Roche’s Maxim of Data Transformation

According to the internet, a maxim is a succinct formulation of a fundamental principle, general truth, or rule of conduct.[1] Maxims tend to relate to common situations and topics that are understandable by a broad range of people.

Topics like data transformation.

Roche’s Maxim of Data Transformation[2] states:

Data should be transformed as far upstream as possible, and as far downstream as necessary.

In this context “upstream” means closer to where the data is originally produced, and “downstream” means closer to where the data is consumed.

By transforming data closer to its ultimate source costs can be reduced, and the value added through data transformation can be applied to a greater range of uses. The farther downstream a given transformation is applied, the more expensive it tends to be – often because operations are performed more frequently – and the smaller the scope of potential value through reuse.

I’ve been using this guideline for many years, but I only started recognizing it as a maxim in the past year or so. The more I work with enterprise Power BI customers the more I realize how true and how important it is – and how many common problems could be avoided if more people thought about it when building data solutions.

Please note that this maxim is generalizable to data solutions implementing using any tools or technology. The examples below focus on Power BI because that’s where I spend my days, but these principles apply to every data platform I have used or seen used.

In day-to-day Power BI conversations, perhaps the most common question to which Roche’s Maxim applies is about where to implement a given unit of logic: “Should I do this in DAX or in Power Query?”

Short answer: Do it in Power Query.

If you’re ever faced with this question, always default to Power Query if Power Query is capable of doing what you need – Power Query is farther upstream. Performing data transformation in Power Query ensures that when your dataset is refreshed the data is loaded into the data model in the shape it needs to be in. Your report logic will be simplified and thus easier to maintain, and will likely perform better[3] because the Vertipaq engine will need to do less work as users interact with the report.[4]

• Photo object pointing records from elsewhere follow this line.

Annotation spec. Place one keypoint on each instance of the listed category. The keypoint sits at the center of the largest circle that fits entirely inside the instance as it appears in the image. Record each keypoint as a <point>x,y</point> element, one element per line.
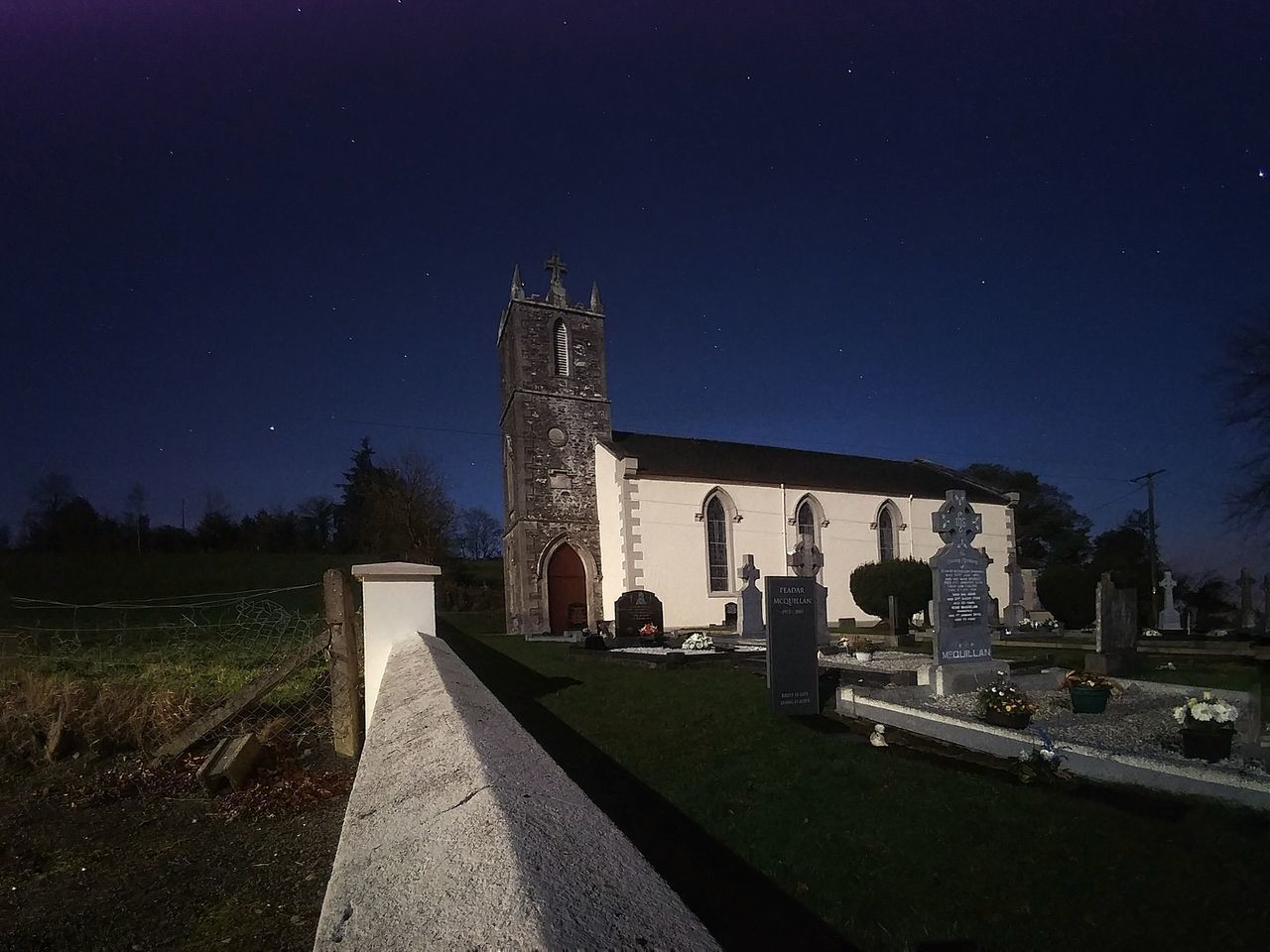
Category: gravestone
<point>793,670</point>
<point>1170,619</point>
<point>962,643</point>
<point>749,619</point>
<point>1265,606</point>
<point>634,610</point>
<point>1247,616</point>
<point>1115,630</point>
<point>806,560</point>
<point>1015,612</point>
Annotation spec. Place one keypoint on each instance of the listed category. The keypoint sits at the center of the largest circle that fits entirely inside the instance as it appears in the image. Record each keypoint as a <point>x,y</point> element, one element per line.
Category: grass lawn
<point>794,826</point>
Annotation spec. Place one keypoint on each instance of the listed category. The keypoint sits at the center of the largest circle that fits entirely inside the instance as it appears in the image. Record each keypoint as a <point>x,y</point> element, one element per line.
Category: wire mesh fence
<point>151,673</point>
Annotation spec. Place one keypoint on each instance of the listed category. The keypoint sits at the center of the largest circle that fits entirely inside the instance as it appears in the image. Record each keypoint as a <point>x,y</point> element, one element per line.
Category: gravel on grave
<point>1135,722</point>
<point>738,651</point>
<point>881,661</point>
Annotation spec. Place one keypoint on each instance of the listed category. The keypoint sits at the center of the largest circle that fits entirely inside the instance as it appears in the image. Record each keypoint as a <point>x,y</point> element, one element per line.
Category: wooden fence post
<point>345,696</point>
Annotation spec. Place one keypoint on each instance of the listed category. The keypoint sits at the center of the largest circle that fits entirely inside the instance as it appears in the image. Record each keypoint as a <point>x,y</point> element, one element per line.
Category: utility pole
<point>1151,534</point>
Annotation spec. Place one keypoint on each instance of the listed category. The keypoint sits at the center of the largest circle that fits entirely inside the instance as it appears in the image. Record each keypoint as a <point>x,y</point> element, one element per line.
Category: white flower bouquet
<point>1206,714</point>
<point>698,642</point>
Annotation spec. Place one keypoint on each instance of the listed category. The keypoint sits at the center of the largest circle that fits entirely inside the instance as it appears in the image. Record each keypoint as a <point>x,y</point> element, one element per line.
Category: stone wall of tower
<point>549,428</point>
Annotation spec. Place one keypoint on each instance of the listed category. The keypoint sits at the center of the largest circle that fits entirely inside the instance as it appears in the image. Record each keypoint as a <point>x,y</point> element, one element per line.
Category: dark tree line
<point>399,509</point>
<point>1052,536</point>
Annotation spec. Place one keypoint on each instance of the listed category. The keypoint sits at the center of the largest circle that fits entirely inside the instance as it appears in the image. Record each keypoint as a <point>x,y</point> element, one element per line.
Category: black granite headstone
<point>634,611</point>
<point>792,662</point>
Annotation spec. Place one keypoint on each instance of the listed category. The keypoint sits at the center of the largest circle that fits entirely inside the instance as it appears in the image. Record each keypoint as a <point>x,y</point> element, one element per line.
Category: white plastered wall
<point>608,503</point>
<point>672,551</point>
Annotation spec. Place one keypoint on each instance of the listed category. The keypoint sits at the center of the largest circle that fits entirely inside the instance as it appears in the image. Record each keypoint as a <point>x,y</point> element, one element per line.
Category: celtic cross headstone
<point>960,584</point>
<point>1247,616</point>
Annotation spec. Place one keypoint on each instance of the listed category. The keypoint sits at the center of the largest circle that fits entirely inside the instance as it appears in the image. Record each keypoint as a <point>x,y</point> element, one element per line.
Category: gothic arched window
<point>562,349</point>
<point>885,535</point>
<point>716,544</point>
<point>806,521</point>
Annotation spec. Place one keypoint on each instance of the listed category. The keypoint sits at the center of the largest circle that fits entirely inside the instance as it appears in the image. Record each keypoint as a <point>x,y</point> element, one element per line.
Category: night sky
<point>236,236</point>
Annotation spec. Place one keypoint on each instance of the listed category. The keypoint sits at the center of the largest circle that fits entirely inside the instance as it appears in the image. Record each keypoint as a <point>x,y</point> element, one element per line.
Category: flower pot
<point>1003,719</point>
<point>1206,746</point>
<point>1089,699</point>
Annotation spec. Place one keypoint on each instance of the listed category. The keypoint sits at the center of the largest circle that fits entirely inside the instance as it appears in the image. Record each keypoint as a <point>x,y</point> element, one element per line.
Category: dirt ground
<point>108,856</point>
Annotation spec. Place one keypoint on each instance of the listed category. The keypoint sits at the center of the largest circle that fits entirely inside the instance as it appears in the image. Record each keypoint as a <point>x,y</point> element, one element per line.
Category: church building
<point>592,512</point>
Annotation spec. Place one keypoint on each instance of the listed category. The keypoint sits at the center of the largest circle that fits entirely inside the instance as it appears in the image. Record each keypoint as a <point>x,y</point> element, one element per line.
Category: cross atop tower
<point>557,267</point>
<point>557,293</point>
<point>956,522</point>
<point>806,560</point>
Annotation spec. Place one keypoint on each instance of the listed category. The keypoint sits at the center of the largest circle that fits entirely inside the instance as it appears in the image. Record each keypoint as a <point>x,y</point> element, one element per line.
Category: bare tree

But what if you need data transformation logic that depends on the context of the current user interacting with the report – things like slicers and cross-filtering? This is the perfect job for a DAX measure, because Power Query doesn’t have access to the report context. Implementing this logic farther downstream in DAX makes sense because it’s necessary.

Another common question to which Roche’s Maxim applies is also about where to implement a given unit of logic: “Should I do this in Power BI or in the data warehouse?”

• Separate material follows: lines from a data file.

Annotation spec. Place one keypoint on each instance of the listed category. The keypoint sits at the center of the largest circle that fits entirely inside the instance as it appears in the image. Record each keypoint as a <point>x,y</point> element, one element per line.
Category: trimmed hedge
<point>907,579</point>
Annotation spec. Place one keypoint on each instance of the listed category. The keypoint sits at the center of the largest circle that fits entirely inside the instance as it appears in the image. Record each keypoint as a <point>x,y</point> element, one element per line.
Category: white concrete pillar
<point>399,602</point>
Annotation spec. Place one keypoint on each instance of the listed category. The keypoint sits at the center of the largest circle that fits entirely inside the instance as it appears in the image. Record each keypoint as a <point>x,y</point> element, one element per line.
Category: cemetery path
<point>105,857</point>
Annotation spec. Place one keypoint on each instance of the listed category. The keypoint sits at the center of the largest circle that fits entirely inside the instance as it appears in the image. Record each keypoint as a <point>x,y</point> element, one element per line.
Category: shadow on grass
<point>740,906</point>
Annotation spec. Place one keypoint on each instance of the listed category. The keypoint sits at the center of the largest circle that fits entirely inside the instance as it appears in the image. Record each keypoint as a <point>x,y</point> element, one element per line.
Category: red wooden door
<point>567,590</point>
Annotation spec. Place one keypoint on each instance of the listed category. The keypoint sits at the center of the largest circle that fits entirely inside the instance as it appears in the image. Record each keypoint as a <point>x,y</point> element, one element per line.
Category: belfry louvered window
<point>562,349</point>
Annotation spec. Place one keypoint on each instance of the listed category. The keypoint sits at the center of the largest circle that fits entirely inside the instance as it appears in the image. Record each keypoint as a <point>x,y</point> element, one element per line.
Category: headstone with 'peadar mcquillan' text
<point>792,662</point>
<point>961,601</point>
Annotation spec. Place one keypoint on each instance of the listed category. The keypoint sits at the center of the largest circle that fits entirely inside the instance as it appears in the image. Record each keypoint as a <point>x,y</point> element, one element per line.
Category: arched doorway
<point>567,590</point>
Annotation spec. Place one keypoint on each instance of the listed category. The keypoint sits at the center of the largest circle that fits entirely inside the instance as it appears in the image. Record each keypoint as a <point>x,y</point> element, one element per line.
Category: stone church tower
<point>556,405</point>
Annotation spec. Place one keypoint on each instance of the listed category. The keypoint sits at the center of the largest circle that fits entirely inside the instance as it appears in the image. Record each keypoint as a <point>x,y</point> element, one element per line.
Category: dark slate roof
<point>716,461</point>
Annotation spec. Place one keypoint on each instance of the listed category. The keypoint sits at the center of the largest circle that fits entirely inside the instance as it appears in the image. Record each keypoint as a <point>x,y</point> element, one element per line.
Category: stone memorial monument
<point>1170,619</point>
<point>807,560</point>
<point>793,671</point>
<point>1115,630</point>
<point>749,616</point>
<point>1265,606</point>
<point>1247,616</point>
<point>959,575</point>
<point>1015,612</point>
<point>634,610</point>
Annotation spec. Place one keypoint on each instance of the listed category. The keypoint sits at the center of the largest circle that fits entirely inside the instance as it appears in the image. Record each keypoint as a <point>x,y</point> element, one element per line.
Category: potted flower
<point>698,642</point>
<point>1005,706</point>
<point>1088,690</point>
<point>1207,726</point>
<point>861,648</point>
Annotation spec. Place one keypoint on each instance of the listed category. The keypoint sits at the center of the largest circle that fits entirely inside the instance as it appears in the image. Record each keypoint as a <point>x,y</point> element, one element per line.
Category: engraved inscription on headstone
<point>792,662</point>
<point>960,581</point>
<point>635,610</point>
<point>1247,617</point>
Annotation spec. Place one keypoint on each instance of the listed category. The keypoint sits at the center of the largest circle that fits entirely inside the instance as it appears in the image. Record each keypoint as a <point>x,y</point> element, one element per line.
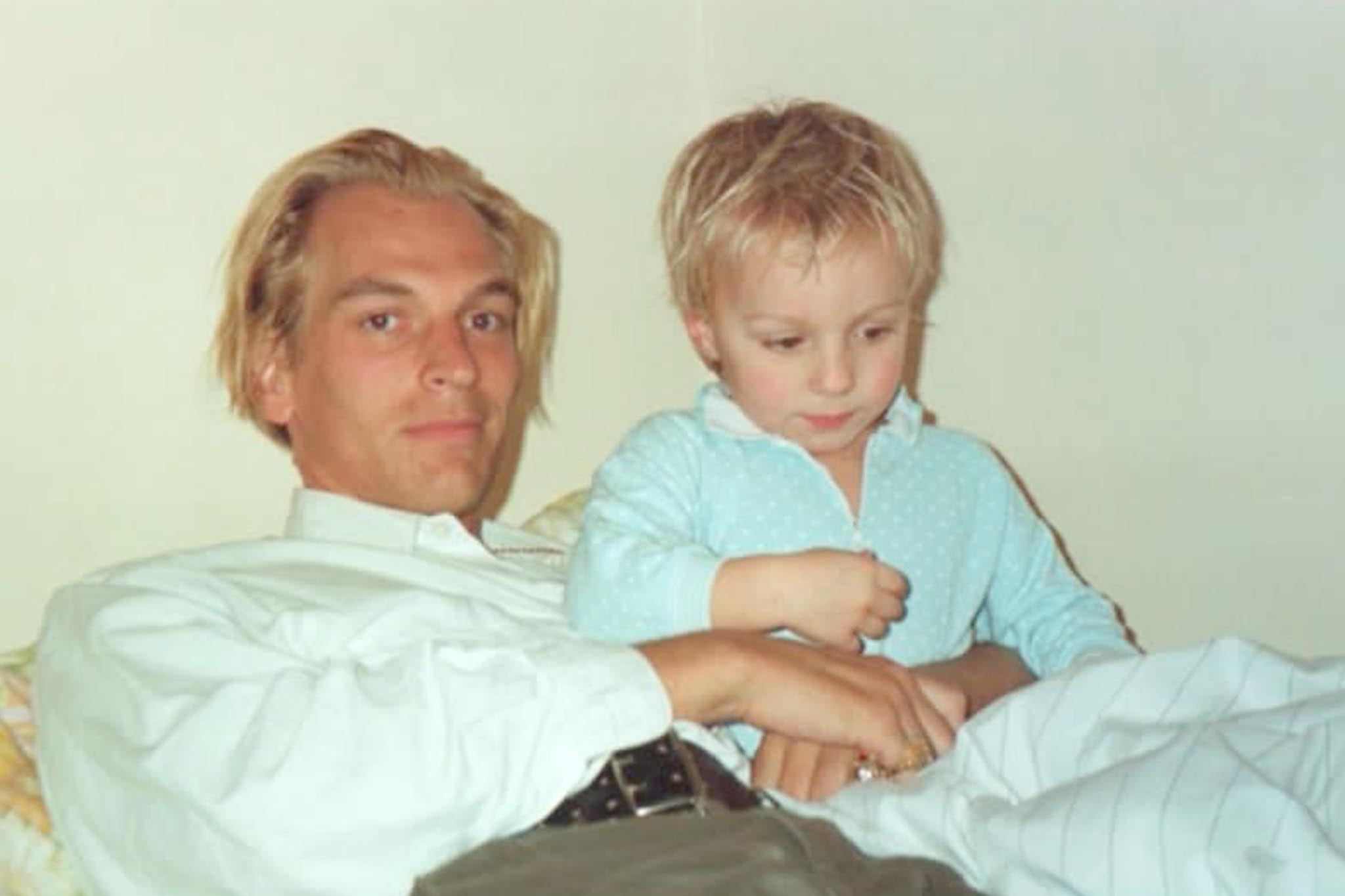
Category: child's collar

Short answer: Do it in the data warehouse.

If you’re ever faced with this question, always default to transforming the data into its desired shape when loading it into the data warehouse – the data warehouse is farther upstream. Performing data transformation when loading the data warehouse ensures that any analytics solution that uses the data has ready access to what it needs – and that every solution downstream of the warehouse is using a consistent version of the data.

From a performance perspective, it is always better to perform a given data transformation as few times as possible, and it is best to not need to transform data at all.[5] Data transformation is a costly operation – transforming data once when loading into a common location like a data warehouse, data mart, or data lake, is inherently less costly than transforming it once for every report, app, or solution that uses that common location.

A much less common question to which Roche’s Maxim applies might be “What about that whole ‘not transforming at all’ pattern you mentioned a few paragraphs back – how exactly does that dark magic work?”

Short answer: Have the data already available in the format you need it to be in.

That short answer isn’t particularly useful, so here are two brief stories to illustrate what I mean.

Many years ago I was working with an oil & gas company in an engagement related to master data management. This company had a fundamental data problem: the equipment on their drilling platforms around the world was not standardized, and different meters reported the same production data differently. These differences in measurement meant that all downstream reporting and data processing could only take place using the least common denominator across their global set of meters… and this was no longer good enough. To solve the problem, they were standardizing on new meters everywhere, and updating their data estate to take advantage of the new hardware. My jaw dropped when I learned that the cost of upgrading was upwards of one hundred million dollars… which was a lot of money at the time.

Much more recently I was working with a retail company with over 5,000 locations across North America. They had similar challenges with similar root causes: their stores did not have consistent point of sale (POS) hardware[6], which meant that different stores produced different data and produced some common data at different grain, and analytics could only take place using the least common denominator data from all stores. Their solution was also similar: they upgraded all POS systems in all stores. I don’t have a dollar amount to put with this investment, but it was certainly significant – especially in an industry where margins are traditionally small and budgets traditionally very conservative.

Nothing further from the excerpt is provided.